In October (around the time it showed up and I started chemo) I had bleeding and cramping for three weeks straight. I was told that it was just chemo throwing me into menopause. In April, after my surgery, I started cramping and bleeding heavily in the hospital, despite having finished my cycle only a week and a half prior. At that time, the surgical resident informed me in front of three eager students on rounds that it was probably just my body’s response to the trauma of the surgery.
I’ve been irregular and spotting ever since, only getting worse since starting back on chemo.
And so of course now here I am. We’re pretty sure that it’s a tumor now, and it’s starting to cause bigger problems because it’s a bigger tumor. I worry whether it will keep growing, and if so how the pain associated with it will get worse. And if it comes out of nowhere, do I now have to worry about it hitting in the middle of the supermarket? Or while driving somewhere?

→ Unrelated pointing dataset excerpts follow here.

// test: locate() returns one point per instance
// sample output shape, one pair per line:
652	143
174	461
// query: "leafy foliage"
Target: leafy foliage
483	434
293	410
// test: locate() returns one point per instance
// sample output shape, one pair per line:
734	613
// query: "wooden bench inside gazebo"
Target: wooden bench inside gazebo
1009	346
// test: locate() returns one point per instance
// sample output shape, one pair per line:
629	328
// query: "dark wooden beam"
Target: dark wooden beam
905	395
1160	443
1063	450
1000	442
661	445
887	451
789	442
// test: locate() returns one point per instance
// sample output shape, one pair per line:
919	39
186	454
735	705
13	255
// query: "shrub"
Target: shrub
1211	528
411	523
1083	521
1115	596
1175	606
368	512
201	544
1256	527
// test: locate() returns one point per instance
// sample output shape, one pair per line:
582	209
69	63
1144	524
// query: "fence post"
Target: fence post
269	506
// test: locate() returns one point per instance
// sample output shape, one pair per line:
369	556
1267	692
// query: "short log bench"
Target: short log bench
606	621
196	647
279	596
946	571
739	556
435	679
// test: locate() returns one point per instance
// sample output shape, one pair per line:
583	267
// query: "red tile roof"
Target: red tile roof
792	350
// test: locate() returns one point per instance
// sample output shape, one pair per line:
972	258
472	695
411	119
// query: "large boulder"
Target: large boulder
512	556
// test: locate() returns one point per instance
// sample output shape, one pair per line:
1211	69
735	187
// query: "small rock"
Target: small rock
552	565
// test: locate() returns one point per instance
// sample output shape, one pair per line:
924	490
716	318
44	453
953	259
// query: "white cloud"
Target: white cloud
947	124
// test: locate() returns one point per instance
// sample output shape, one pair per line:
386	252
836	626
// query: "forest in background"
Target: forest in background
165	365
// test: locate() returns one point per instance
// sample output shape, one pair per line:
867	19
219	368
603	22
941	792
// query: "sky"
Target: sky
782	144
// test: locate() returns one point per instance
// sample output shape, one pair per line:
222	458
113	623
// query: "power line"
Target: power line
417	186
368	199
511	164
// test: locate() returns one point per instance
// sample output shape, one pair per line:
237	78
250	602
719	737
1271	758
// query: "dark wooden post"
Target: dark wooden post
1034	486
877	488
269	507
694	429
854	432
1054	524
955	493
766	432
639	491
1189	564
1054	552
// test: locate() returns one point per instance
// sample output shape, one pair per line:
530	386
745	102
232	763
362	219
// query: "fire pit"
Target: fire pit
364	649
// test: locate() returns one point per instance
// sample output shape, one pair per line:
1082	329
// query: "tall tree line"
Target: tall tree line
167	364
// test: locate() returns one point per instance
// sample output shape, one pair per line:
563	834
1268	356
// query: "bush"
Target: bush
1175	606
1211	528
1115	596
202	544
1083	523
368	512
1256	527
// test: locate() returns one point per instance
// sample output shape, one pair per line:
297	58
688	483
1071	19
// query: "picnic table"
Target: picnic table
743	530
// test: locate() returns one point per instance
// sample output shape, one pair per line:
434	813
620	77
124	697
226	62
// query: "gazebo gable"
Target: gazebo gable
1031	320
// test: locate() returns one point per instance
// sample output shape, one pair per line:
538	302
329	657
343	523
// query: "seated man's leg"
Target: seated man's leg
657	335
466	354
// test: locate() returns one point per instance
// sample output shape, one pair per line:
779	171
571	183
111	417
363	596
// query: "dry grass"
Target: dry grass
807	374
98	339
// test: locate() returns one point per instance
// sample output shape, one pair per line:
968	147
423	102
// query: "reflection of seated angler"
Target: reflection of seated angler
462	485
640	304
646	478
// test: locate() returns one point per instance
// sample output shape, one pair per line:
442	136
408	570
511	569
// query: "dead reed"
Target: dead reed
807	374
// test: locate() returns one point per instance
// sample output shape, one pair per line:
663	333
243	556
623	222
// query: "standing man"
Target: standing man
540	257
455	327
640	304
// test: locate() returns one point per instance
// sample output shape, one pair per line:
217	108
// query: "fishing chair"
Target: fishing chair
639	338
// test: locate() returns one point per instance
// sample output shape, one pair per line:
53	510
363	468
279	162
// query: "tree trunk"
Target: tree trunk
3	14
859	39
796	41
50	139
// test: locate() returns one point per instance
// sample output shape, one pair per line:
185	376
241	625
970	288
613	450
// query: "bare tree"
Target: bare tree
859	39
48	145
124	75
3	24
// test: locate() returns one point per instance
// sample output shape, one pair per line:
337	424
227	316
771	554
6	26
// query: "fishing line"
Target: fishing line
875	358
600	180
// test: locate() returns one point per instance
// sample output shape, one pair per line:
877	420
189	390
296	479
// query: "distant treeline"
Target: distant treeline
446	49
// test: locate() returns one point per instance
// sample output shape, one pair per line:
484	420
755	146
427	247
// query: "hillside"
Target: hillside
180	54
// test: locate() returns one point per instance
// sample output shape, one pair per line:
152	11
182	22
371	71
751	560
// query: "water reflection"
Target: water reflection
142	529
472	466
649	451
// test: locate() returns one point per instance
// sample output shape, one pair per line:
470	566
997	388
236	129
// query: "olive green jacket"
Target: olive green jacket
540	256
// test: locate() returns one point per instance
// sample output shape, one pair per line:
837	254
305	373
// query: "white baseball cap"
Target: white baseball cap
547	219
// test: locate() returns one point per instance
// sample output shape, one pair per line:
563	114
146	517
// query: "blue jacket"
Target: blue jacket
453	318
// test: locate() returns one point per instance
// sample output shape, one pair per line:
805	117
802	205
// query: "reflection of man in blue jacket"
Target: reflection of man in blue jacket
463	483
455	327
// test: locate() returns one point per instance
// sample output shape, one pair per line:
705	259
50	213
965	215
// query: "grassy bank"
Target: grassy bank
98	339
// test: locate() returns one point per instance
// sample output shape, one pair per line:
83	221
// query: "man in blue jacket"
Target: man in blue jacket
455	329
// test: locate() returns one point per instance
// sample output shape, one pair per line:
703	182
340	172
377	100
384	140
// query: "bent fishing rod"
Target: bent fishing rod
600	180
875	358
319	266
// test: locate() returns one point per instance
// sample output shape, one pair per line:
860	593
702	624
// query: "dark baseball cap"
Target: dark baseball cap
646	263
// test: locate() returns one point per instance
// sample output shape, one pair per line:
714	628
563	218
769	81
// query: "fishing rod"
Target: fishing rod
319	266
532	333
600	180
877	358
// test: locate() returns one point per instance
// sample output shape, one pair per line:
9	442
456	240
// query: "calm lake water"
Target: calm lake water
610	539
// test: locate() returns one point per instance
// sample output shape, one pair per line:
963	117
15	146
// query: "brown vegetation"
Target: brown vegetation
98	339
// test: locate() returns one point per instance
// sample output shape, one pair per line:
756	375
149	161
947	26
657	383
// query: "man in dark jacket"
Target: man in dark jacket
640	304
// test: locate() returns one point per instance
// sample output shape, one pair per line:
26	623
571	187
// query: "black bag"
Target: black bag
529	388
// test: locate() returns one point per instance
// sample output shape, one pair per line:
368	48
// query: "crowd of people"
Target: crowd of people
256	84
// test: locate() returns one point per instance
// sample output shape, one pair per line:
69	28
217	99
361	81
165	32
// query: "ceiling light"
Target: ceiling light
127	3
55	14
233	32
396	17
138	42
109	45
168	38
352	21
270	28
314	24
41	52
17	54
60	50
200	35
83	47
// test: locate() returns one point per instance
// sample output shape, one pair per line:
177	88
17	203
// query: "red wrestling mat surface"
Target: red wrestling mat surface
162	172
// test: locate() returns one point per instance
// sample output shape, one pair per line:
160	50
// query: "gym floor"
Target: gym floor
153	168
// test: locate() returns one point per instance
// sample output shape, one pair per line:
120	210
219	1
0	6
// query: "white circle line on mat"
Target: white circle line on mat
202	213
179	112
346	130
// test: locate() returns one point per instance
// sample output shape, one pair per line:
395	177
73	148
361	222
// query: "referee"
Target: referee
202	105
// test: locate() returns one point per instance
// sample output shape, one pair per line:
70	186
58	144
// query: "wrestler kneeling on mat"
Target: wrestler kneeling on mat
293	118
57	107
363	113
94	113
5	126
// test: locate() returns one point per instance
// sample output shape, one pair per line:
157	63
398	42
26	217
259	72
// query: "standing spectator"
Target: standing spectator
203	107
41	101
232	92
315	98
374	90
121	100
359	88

I guess that I have plenty to worry about these days. But I’m not the only one. My husband confides that he sometimes feels so overwhelmed by this that he just shuts down altogether. Will he be able to take care of both me and the kids? How can he keep going and keep making all of the right parenting decisions when he’s doing this himself? When I am no longer here?
And then there is my son. ADHD, anxiety and giftedness are his baseline. And all of this is throwing him into a tailspin. More troubles at school and summer camp. Issues that we thought that we had gotten him over are coming back.
A snuggle with him attempts to coax out some answers, and ends up being a stream of consciousness of all of the anxieties in this little boy’s head coming out at once:
– “I have random aches and pains all over my body, I am scared that I have cancer too.”
– “I am scared to go to the doctor to get an x-ray, because they might make me have surgery like you.”
– “I feel like I have no friends and that I am just one of those kids that nobody likes except for their own parents.”
– “I’m always messing things up. You should sell me to another family.”
– “All of the joy just got sucked out of me this year, Mom. You got cancer, bullies at school..”
All of this from a 9-year-old boy. More weight than he should ever have to carry.
All that I can think about is that I have to stick around for as long as I can for my son, for my husband, for my girls. All I can do is feel powerless over how little control that I have over any of this. How little control we all have.
In the words of my husband, “All that I do every day is try. But no matter what I do, I can’t fix anything. I can’t actually solve a damn thing. All I can do is be there.”
And he is. As he’s cleaning up my vomit, I think about all of the weight on his shoulders. He worries about carrying my weight. I worry about carrying his. Some say that you can find a bright side and some humor in everything. Please tell me when we get to the punchline in all of this, because I haven’t found mine yet.
If you hadn’t gleaned from my recent blog posts, I have let myself sink a bit beneath my own weight. The weight of my own worries of pain and sickness and bad things to come. The weight of powerlessness. It’s understandably pretty easy to go somewhere dark and feel sorry for myself.
But.. I don’t get to do that. I have to get up, put on my big girl pants, live, be present, and put in my fair share of the labor of what life has been since diagnosis. Because my husband has been doing it, because I can’t let him drown and because my children need me.
But I am missing something. We are missing something. Hope for the future. What it feels like to be care free…
I can’t get those back, I will put on my big girl pants and keep trying. I have to keep swimming with my head above water for as long as possible. Even if I still can’t solve anything. Even if all it achieves is not sinking. Even if it just achieves being here, for as long as I can, while I am here.